When he wanted to, Ty Cobb could hit home runs as well as anyone

Babe Ruth and Ty Cobb in 1920, when Ruth was rapidly changing the game in ways that Cobb did not appreciate.

Babe Ruth and Ty Cobb in 1920, when Ruth was rapidly changing the game in ways that Cobb did not appreciate.

By the mid-1920’s, Ty Cobb had long been eclipsed by Babe Ruth as baseball’s brightest star, and biggest drawing card. The Deadball Era was history. It was now the Roaring ‘20’s, the Jazz Age. New York City was the mecca of everything glamorous, the New York Yankees were the game’s mightiest team, and the Sultan of Swat was America’s favorite sporting hero.

If the Bambino was single-handedly responsible for ushering in baseball’s brave new world, then The Georgia Peach was the symbol of scrappy “inside baseball,” the way your granddaddy used to play it. But now, folks came out to the old ballpark to see titanic three-run homers, not well-placed bunts, slap singles, and 1-0 pitching duels. Had the game passed Cobb by?

The greatest player of the Deadball Era disdained the new power game, and clung stubbornly to the old ways. From 1920-1924, while the increase of home runs was redefining baseball strategy, Cobb averaged only seven homers per season for the Detroit Tigers. This was a negligible increase over his 15 seasons prior, when he’d averaged a mere four.

Home runs were simply not part of Cobb’s game. By 1925, now 38 years old and player-manager for the Tigers, Cobb may have lost a step or two, but he was still a magician with the bat in his hands.

His baseball team, however, had limped out of the gate. A 4-14 start had the fans groaning.

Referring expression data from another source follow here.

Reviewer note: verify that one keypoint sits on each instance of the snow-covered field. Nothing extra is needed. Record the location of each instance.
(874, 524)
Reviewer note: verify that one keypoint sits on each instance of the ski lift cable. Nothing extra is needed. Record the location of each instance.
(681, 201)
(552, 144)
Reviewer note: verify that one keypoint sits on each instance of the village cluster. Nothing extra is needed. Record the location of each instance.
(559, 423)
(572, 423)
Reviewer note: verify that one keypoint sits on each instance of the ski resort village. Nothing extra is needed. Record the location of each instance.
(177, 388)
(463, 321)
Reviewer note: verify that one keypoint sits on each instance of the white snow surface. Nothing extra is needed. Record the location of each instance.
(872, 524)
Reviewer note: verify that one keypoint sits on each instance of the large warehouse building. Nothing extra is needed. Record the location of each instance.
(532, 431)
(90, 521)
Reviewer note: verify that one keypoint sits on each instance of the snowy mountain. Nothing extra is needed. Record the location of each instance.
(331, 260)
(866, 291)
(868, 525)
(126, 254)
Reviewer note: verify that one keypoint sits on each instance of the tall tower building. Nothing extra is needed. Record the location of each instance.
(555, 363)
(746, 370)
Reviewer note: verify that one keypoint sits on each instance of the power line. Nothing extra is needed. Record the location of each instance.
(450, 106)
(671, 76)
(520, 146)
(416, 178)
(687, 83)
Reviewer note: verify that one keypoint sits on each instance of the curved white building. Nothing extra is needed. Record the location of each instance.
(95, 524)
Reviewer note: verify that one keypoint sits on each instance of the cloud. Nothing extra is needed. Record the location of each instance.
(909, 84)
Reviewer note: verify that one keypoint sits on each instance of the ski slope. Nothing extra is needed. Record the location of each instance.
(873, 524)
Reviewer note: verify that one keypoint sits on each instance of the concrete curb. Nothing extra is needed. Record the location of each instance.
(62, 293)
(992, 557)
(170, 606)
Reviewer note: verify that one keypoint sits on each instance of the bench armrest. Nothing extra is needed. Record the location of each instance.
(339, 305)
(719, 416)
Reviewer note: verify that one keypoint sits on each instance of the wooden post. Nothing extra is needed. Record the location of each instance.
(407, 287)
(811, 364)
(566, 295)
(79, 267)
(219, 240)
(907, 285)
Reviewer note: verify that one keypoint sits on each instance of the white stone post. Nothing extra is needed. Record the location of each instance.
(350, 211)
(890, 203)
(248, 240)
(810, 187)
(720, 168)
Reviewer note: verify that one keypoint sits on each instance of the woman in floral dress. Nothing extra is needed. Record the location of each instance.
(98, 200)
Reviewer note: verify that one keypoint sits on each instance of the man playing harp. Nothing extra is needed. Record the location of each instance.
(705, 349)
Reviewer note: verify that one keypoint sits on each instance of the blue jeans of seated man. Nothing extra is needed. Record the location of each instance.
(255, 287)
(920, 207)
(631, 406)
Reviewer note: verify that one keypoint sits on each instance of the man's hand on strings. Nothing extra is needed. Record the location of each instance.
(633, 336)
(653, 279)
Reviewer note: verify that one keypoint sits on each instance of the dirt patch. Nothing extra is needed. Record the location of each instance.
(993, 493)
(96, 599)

That is where the Tigers’ record stood on the morning of May 5, 1925. That day, and the next, Ty Cobb put on the finest offensive display in his great career. And he did it with power.

Detroit was in Sportsman’s Park in St. Louis, to take on the Browns. The game of the 5th, a Tuesday, Cobb batted six times, with six hits. He also scored four runs and batted in five. But the big surprise was his three home runs. His other extra-base hit that day was a double, giving him 16 total bases, establishing a new modern major league record (the mark has since been tied, and broken, by several players; Shawn Green now holds the big league mark with 19). His three bombs tied him with four other players for the most in a modern-day game (One of the other players was Babe Ruth himself, a fact which must have tickled Cobb to no end.). Incidentally, the Tigers won the game, 14-8.

But Cobb’s hitting spree was far from over. In the next day’s game, also in St. Louis, he went 3-for-6, with two runs scored and six RBIs. He also clouted two more home runs. His five homers in two consecutive games was something that had never been done before, not even by the Bambino. It is a mark that has not been eclipsed to this day, although it has been equaled by 28 players.

Cobb’s two-day output reads thus: nine hits in 12 at-bats (.750), six runs, one double, five homers, 11 RBIs, 25 total bases. His nine hits were made consecutively. On the negative side of the ledger, he was caught stealing once. The Tigers also won the second game by a score of 11-4.

Of course, the footnote to the tale is that, just prior to the first game, Cobb was sitting in the dugout with a reporter and pointed out, “I’ll show you something today. I’m going for home runs for the first time in my career.” Whether the story is apocryphal or not, it makes for a great legend. It also proves that Cobb could indeed hit the long ball when he felt like it.

The next day, however, having proved his point, Cobb went right back to his old style. He did not hit another home run until June 2. He finished with 12 homers in 1925, equaling his career-high. But for at least two days in the middle of the new Home Run Era, Ty Cobb was just as powerful as the great Babe Ruth.